Scaling an Artificial Neural Network-Based Water Quality Index Model from Small to Large Catchments

Abstract

Scaling models is one of the challenges for water resource planning and management, with the aim of bringing the developed models into practice by applying them to predict water quality and quantity for catchments that lack sufficient data. For this study, we evaluated artificial neural network (ANN) training algorithms to predict the water quality index in a source catchment. Then, multiple linear regression (MLR) models were developed, using the predicted water quality index of the ANN training algorithms and water quality variables, as dependent and independent variables, respectively. The most appropriate MLR model has been selected on the basis of the Akaike information criterion, sensitivity and uncertainty analyses. The performance of the MLR model was then evaluated by a variable aggregation and disaggregation approach, for upscaling and downscaling proposes, using the data from four very large- and three large-sized catchments and from eight medium-, three small- and seven very small-sized catchments, where they are located in the southern basin of the Caspian Sea.
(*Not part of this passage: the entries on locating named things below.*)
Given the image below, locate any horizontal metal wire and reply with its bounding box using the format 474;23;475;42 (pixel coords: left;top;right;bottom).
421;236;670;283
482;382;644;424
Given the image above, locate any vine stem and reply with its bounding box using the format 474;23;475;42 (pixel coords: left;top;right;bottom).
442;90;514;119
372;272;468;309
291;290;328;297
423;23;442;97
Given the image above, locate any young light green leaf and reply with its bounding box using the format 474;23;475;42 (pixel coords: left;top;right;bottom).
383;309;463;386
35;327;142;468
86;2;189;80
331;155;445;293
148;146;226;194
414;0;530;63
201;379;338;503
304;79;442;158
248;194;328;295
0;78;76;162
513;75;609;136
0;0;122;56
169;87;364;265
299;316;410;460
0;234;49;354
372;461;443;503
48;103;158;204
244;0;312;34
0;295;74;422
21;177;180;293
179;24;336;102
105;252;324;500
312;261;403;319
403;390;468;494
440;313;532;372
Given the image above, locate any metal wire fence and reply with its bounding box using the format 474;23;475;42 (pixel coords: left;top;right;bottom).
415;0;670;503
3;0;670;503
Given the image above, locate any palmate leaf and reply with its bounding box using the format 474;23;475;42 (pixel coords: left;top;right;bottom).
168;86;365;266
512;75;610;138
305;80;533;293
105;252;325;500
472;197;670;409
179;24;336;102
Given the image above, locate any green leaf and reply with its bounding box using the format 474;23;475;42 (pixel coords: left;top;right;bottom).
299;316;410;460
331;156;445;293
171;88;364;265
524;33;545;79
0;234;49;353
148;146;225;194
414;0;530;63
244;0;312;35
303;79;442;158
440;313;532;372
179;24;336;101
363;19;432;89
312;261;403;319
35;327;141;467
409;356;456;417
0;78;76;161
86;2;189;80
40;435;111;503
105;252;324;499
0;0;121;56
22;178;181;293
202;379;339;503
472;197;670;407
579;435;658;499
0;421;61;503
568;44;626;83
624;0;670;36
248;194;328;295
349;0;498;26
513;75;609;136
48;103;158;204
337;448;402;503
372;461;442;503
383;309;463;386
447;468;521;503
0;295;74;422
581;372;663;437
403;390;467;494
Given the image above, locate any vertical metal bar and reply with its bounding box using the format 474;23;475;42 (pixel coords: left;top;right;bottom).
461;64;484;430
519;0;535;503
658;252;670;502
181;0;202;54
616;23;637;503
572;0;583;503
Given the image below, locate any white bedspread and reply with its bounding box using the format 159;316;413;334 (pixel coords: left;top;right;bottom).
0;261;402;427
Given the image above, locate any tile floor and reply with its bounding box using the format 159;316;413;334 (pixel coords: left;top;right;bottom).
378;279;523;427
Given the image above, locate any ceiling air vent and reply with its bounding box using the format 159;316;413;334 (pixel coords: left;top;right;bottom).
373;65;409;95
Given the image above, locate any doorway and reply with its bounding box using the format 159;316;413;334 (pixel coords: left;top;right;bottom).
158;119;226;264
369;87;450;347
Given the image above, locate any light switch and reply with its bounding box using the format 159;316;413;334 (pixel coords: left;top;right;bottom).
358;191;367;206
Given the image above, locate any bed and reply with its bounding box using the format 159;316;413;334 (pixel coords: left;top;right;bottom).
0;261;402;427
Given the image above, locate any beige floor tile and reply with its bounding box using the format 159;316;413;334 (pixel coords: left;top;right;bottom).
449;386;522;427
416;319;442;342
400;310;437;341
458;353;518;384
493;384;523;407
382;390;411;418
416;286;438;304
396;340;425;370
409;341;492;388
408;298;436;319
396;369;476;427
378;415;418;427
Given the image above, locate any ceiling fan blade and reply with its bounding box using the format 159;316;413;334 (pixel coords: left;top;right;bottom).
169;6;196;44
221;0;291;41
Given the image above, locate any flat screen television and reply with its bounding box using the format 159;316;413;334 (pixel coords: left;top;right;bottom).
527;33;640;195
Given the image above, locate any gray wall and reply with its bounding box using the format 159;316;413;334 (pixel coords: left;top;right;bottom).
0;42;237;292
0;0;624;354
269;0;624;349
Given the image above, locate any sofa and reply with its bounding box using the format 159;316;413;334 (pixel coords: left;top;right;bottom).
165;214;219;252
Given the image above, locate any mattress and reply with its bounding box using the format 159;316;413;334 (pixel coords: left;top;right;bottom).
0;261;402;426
The performance of seven artificial neural network training algorithms, including Quick Propagation, Conjugate Gradient Descent, Quasi-Newton, Limited Memory Quasi-Newton, Levenberg–Marquardt, Online Back Propagation, and Batch Back Propagation, has been evaluated to predict the water quality index. The results show that the highest mean absolute error was observed in the WQI, as predicted by the ANN LM training algorithm; the lowest error values were for the ANN LMQN and CGD training algorithms. Our findings also indicate that for upscaling, the aggregated MLR model could provide reliable performance to predict the water quality index, since the r2 coefficient of the models varies from 0.73 ± 0.2 for large catchments, to 0.85 ± 0.15 for very large catchments, and for downscaling, the r2 coefficient of the disaggregated MLR model ranges from 0.93 ± 0.05 for very large catchments, to 0.97 ± 0.02 for medium catchments. Therefore, scaled models could be applied to catchments that lack sufficient data to perform a rapid assessment of the water quality index in the study area.